Item 5.02. Departure of Directors or Certain Officers; Election of Directors; Appointment of Certain Officers; Compensatory Arrangements of Certain Officers.
On December 28, 2017, Enstar Group Limited (the "Company") entered into an employment agreement (the "Agreement”) with Guy Bowker in advance of his previously disclosed transition to the role of Chief Financial Officer of the Company, which was effective January 1, 2018. Mr. Bowker, age 40, served as the Company’s Chief Accounting Officer since joining the Company on September 8, 2015. From 2010 to 2015, Mr. Bowker held the role of Senior Vice President - Controller of Platinum Underwriters Holdings, Ltd. From 2007 to 2010 he was the Director of Finance for American International Group in Bermuda. He is an alumnus of Deloitte’s insurance practice and a member of Chartered Professional Accountants Bermuda and Chartered Accountants Australia and New Zealand. He is also a Chartered Insurer and Fellow of the Chartered Insurance Institute in the United Kingdom.

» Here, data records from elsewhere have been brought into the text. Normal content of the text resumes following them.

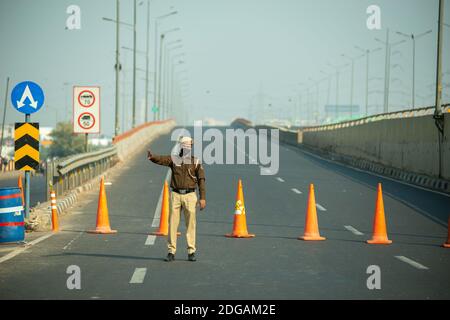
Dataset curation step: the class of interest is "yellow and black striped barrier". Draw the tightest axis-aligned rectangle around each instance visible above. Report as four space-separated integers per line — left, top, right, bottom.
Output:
14 122 39 170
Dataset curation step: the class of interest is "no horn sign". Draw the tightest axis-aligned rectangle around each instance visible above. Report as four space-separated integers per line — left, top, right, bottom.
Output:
73 86 100 133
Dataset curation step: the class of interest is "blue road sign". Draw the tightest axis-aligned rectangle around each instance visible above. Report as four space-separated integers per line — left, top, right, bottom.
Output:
11 81 44 114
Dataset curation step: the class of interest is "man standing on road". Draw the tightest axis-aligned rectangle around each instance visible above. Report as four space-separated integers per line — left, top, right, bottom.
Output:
147 137 206 262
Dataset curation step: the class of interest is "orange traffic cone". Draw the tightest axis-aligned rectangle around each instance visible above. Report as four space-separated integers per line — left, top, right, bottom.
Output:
225 179 255 238
298 183 326 241
367 183 392 244
17 175 25 205
443 214 450 248
50 190 59 232
88 177 117 234
151 181 181 236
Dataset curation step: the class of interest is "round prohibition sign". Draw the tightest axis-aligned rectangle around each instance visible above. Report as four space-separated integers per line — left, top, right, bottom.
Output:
78 90 95 108
78 112 95 130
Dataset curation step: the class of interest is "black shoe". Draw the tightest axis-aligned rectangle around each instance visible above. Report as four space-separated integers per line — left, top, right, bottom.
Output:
188 253 197 261
164 253 175 262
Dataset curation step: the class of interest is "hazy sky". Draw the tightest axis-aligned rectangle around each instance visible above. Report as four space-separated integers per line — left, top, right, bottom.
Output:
0 0 450 134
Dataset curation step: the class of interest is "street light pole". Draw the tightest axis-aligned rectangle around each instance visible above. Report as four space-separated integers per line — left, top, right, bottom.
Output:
114 0 120 137
341 54 364 119
355 46 381 117
157 33 165 120
131 0 136 128
396 30 432 109
375 28 405 113
144 0 150 122
433 0 444 178
153 11 177 120
161 39 182 117
157 28 180 120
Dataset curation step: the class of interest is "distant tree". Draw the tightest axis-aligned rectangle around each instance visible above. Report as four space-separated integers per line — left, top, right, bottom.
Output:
49 122 84 158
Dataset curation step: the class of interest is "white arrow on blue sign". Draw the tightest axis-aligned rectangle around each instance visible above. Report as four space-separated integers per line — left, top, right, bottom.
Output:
11 81 44 114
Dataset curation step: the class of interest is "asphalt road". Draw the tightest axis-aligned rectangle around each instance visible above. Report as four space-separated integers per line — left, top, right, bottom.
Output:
0 127 450 299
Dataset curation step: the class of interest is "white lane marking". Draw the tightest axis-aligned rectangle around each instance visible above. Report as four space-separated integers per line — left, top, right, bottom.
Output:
0 206 23 213
225 139 258 164
63 231 84 250
130 268 147 283
344 226 364 236
145 235 156 246
152 170 170 227
0 233 54 263
395 256 428 270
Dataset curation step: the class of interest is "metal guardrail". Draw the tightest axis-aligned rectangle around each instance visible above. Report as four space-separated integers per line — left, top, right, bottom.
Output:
46 146 118 200
299 104 450 132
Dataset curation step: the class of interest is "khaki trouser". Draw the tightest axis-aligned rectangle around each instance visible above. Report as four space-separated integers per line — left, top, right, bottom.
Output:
168 191 197 254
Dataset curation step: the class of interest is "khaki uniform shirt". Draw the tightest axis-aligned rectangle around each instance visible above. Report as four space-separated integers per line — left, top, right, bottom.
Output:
150 155 206 200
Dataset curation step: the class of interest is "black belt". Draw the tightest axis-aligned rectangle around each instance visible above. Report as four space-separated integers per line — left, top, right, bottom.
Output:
172 188 195 194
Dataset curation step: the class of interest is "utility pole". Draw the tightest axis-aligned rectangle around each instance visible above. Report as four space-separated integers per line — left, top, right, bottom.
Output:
375 28 405 113
355 46 381 117
131 0 136 128
396 30 432 109
114 0 120 136
157 33 165 120
152 19 159 121
144 0 150 122
433 0 444 178
0 77 9 158
383 28 391 113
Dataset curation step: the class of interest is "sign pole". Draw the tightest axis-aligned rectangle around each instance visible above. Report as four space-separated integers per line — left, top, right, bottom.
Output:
25 113 31 219
0 77 9 159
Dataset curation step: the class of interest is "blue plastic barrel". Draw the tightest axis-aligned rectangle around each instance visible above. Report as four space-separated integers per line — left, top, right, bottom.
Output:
0 188 25 243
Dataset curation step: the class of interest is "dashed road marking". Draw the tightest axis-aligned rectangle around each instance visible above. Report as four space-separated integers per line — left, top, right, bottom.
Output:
395 256 428 270
63 231 83 250
145 235 156 246
0 232 54 263
344 226 364 236
130 268 147 283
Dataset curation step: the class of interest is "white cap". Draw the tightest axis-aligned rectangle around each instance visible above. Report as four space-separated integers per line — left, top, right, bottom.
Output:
180 137 194 145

Pursuant to the Agreement, Mr. Bowker will: (1) receive an annual base salary of $575,000; (2) be eligible for incentive compensation under the Company’s incentive compensation programs; and (3) be entitled to certain employee benefits, including the payment of an annual amount equal to 10% of his base salary each year in lieu of a retirement benefit contribution. Any incentive-based compensation or award that Mr. Bowker receives from the Company is subject to clawback by the Company as required by applicable law, government regulation, stock exchange listing requirements or the Company's Clawback Policy.

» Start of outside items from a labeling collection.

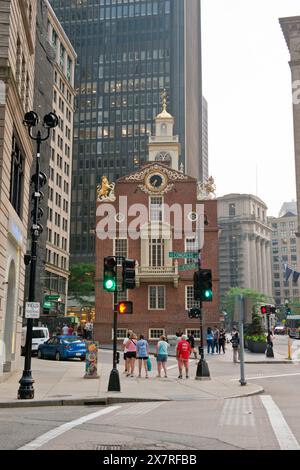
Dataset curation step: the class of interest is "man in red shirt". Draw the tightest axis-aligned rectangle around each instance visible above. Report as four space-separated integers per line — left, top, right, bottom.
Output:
176 335 191 379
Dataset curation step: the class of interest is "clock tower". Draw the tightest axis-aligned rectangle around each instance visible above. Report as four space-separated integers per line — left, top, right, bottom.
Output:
148 92 183 171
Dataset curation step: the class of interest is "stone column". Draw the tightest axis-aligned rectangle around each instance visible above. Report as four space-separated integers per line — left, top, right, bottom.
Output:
249 235 258 290
256 237 263 292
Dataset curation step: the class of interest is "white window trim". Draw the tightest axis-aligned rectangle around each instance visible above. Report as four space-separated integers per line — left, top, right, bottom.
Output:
148 284 166 311
148 328 166 341
185 328 200 341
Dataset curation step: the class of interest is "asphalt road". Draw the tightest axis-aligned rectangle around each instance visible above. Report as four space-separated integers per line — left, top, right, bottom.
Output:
0 338 300 450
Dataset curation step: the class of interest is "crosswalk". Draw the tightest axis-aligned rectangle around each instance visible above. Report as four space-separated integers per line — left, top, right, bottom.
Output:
218 397 255 426
116 402 163 416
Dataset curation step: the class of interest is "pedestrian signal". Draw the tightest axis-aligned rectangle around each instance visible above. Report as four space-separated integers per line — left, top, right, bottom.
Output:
123 259 136 291
194 269 213 302
103 256 117 292
117 301 133 315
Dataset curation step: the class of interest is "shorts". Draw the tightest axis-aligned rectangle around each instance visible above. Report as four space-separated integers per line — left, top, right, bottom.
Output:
157 354 168 362
126 351 136 359
178 357 189 366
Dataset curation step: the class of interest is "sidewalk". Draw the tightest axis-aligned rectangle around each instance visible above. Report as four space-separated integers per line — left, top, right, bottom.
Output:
0 351 263 408
101 344 300 364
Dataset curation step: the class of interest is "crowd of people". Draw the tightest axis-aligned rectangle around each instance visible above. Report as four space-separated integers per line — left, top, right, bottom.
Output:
123 326 253 379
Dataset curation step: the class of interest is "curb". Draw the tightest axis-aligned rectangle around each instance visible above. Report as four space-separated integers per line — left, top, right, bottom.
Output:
0 386 264 408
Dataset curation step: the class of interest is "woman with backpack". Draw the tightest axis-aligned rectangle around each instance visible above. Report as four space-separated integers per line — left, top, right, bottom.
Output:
136 335 149 379
126 333 137 377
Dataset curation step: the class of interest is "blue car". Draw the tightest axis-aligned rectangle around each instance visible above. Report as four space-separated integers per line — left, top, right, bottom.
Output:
37 336 87 361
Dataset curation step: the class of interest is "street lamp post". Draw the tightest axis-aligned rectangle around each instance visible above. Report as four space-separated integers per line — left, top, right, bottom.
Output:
18 111 58 400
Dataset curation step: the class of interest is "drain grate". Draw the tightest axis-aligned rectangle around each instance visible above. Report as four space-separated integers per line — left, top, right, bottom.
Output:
95 445 125 450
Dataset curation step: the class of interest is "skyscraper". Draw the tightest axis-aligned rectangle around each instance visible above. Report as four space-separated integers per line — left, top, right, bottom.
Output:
51 0 203 262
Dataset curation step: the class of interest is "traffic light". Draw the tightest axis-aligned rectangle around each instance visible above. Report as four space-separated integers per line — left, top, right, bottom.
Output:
103 256 117 292
122 259 136 291
189 307 201 318
117 300 133 315
194 269 213 302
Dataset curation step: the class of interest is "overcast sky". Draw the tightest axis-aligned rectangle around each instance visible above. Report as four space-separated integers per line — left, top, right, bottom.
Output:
202 0 300 216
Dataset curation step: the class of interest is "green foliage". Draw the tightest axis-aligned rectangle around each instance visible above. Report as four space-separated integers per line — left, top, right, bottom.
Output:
224 287 267 320
69 263 96 307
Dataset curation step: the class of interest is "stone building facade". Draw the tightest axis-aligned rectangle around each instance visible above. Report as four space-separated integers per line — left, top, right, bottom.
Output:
268 206 299 305
94 109 219 343
218 194 272 302
279 16 300 264
0 0 36 374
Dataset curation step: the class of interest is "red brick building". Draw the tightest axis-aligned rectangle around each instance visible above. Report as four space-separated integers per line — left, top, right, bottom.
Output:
94 105 220 343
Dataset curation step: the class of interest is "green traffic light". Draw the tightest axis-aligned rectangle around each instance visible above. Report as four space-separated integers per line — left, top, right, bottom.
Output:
104 279 116 292
204 289 212 299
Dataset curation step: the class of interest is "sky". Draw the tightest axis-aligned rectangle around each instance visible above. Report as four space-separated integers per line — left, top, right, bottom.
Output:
202 0 300 217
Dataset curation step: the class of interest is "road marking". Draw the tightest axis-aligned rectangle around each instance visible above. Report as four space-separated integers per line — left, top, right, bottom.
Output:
260 395 300 450
218 397 255 427
230 372 300 382
116 402 162 416
18 406 121 450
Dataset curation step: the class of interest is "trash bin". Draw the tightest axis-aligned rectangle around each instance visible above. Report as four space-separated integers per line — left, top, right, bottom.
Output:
84 341 99 379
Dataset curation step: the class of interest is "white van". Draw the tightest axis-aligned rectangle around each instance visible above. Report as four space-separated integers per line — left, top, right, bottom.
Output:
21 326 49 356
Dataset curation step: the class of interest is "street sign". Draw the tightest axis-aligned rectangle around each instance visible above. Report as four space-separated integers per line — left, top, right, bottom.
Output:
169 251 199 259
25 302 40 318
46 295 60 302
178 263 199 271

The Agreement provides that if Mr. Bowker's employment is terminated by the Company without “cause” or by Mr. Bowker for “good reason,” including if such termination occurs within one year of a change in control, Mr. Bowker would be entitled to: (1) a lump sum amount equal to his annual base salary; (2) continued medical benefits for him and his spouse and dependents for up to one year; and (3) a pro rata bonus in respect of the year of termination, based on the Company's achievement of the performance goals established in accordance with any incentive plan in which Mr. Bowker participates. The Agreement continues until terminated by either party in accordance with its terms; Mr. Bowker must provide the Company with at least 180 days’ notice of termination without “good reason.”

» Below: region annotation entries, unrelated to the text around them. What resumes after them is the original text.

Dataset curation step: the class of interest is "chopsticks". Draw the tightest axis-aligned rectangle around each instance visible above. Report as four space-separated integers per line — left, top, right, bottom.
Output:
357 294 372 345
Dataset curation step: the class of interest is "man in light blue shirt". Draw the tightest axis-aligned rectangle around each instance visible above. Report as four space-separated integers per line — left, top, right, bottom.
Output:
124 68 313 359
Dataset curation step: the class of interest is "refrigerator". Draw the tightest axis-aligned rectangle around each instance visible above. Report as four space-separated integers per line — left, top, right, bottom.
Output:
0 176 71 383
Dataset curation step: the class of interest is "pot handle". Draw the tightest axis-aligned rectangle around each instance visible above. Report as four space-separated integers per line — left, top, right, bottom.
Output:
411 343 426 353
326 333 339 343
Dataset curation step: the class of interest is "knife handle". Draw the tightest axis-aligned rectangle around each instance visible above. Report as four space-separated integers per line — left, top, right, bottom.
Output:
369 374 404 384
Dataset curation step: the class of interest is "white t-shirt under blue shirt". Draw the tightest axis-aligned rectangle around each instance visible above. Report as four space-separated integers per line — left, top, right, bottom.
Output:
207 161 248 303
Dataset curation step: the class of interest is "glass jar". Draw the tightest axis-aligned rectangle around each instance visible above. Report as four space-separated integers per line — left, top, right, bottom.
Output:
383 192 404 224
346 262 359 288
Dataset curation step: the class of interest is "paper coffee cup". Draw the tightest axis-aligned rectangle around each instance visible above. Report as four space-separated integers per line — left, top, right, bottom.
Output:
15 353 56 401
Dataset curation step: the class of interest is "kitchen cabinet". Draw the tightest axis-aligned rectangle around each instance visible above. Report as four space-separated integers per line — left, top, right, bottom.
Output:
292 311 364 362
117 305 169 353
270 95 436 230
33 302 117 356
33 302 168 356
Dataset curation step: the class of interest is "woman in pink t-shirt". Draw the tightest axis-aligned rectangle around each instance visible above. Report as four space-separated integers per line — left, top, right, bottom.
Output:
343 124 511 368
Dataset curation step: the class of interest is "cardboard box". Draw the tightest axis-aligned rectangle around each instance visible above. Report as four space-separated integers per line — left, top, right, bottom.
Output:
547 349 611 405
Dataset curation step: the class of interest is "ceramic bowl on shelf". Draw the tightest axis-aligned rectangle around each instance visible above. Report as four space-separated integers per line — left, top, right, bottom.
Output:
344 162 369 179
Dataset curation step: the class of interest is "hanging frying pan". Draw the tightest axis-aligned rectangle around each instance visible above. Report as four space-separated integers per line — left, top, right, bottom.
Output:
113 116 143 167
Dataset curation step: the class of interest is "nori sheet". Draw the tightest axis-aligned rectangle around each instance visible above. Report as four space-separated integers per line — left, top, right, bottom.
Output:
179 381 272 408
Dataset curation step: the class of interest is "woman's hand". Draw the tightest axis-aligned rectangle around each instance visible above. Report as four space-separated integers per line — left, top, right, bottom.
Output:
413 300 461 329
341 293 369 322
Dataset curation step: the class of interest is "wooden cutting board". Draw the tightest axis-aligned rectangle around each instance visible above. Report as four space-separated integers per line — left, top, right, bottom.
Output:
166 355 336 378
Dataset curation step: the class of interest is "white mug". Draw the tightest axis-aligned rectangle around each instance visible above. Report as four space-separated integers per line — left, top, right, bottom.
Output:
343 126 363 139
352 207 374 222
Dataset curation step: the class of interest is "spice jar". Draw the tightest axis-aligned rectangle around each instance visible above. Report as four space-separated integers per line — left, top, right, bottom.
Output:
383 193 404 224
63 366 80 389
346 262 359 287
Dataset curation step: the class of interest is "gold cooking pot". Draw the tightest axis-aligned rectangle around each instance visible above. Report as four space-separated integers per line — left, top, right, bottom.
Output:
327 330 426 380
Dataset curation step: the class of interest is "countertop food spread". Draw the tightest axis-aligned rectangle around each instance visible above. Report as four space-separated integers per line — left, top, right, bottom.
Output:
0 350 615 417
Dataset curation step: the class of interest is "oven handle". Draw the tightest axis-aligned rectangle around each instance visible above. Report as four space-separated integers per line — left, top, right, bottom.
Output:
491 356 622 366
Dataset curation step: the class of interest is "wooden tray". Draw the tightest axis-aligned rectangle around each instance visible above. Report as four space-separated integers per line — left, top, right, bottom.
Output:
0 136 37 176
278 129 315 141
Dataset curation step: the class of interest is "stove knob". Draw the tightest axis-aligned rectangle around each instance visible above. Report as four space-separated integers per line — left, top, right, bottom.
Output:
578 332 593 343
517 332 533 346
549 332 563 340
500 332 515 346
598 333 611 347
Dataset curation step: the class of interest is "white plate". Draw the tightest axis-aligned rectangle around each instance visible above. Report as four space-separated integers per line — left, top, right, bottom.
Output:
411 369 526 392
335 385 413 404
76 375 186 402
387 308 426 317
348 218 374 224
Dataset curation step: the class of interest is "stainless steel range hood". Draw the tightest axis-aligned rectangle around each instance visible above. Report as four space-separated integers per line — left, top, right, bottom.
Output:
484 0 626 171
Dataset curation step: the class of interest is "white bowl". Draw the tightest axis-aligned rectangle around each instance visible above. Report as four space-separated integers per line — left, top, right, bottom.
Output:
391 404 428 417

The foregoing description is qualified in its entirety by reference to the complete text of the Agreement, which is attached hereto as Exhibit 10.1 and incorporated herein by reference.
Item 8.01. Other Events.
On December 29, 2017, the Company, through its subsidiary Laguna Life Holdings SARL (“Laguna”), completed the previously announced sale of its subsidiary, Pavonia Holdings (US), Inc. (“Pavonia”), to Southland National Holdings, Inc. (“Southland”), a Delaware corporation and a subsidiary of Global Bankers Insurance Group, LLC. The aggregate purchase price was $120 million. The Company used the proceeds to make repayments under its revolving credit facility.
Pavonia owns Pavonia Life Insurance Company of Michigan (“PLIC MI”) and Enstar Life (US), Inc. Pursuant to the amended stock purchase agreement between Laguna and Southland, which partially restructured the transaction, Southland will acquire Pavonia Life Insurance Company of New York ("PLIC NY") for $13.1 million in a second closing that is expected to occur in the first or second quarter of 2018, subject to regulatory approval. The additional purchase price represents the cash consideration paid by Laguna to PLIC MI when Laguna acquired PLIC NY from PLIC MI in the restructuring of the transaction.
Item 9.01. Financial Statements and Exhibits
Exhibits
Refer to the Exhibit Index that precedes the signature page, which is incorporated herein by reference.